Donald Knuth

May 21st, 2013

10:00 - 13:00, HS 1, Keplergebäude

Prof. Donald Knuth has been visiting JKU for a week in May 2013.

Pictures

We have collected some pictures.

These are from the public appearance on May 21 in 2013 at JKU, and from Donald Knuth playing the Anton Bruckner organ at the Stift St.  Florian on May 24, 2013.

There is another set of pictures taken during a visit to the RISC institute.

Videos

Watch talk livestream on youtube (alternative recording: part I, part II, part III).

Watch question-answer livestream on youtube (alternative recording: part I, part II).

Abstract

On May 21st in 2013 there was a public appearance, open to everyone, which consisted of two parts.

The first part is an informal talk about "Experiences with SAT", while working on a section about SAT for Volume 4B of the The Art of Computer Programming.

In the second part with the title "All Questions Answered" Prof. Donald Knuth gave answers to more general (particularly non-SAT related) questions from the auditorium.

This event on May 21st took place in HS 1 (Keplergebäude) and started at 10:00 with the SAT talk, followed by the question and answer session from 11:30 to 12:30.

Bio

Donald Knuth, a Professor Emeritus of the Art of Computer Programming at Stanford University, is one of the most influential pioneers in computer science. He was awarded many prizes, including the Turing Award, the highest distinction in the field, considered as the Nobel Prize of computer science.
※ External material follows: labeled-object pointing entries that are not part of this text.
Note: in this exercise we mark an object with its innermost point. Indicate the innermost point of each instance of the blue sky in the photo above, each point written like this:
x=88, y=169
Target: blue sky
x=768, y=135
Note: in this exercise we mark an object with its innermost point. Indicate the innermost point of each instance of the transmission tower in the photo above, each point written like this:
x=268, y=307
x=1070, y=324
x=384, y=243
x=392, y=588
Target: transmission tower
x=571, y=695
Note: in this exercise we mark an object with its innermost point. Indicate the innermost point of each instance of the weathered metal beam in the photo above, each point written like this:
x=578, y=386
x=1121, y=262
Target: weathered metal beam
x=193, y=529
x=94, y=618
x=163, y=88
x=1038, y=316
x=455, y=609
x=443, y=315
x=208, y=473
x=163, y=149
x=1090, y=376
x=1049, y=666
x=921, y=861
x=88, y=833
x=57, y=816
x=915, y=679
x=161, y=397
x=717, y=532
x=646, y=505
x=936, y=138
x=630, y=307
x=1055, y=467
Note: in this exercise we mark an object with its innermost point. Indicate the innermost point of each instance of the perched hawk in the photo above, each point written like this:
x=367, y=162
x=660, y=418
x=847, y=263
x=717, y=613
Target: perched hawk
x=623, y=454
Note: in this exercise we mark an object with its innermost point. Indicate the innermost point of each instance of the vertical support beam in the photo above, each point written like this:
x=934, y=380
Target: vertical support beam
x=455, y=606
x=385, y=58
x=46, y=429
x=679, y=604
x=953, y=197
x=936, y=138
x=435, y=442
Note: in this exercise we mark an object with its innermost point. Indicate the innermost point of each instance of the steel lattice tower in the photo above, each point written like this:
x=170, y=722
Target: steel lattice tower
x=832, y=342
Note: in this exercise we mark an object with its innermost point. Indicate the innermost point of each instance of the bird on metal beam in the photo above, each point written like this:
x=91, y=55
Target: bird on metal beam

His multivolume work The Art of Computer Programming, which is still work in progress, is regarded as one of the seminal and most comprehensive compendiums in the area of computer programming. The first volume appeared in 1968.

As a researcher in computer science, he is regarded as the "father" of several subareas called the analysis of algorithms, LR(k) and LL(k) parsing, attribute grammars, empirical study of programming languages, and literate programming.

His best-known research in mathematics is represented by the Knuth-Bendix algorithm for word problems, the Robinson-Schensted-Knuth correspondence between matrices and tableaux, and an analysis of the big bang that occurs in the evolution of random graphs.

As a university professor he introduced a variety of new courses into the curriculum, notably Concrete Mathematics, and supervised 28 dissertations. And as a programmer, he wrote software systems called TeX and METAFONT that are used for the majority of today's mathematical publications and now have more than a million users worldwide.

He is said to still write several programs a week.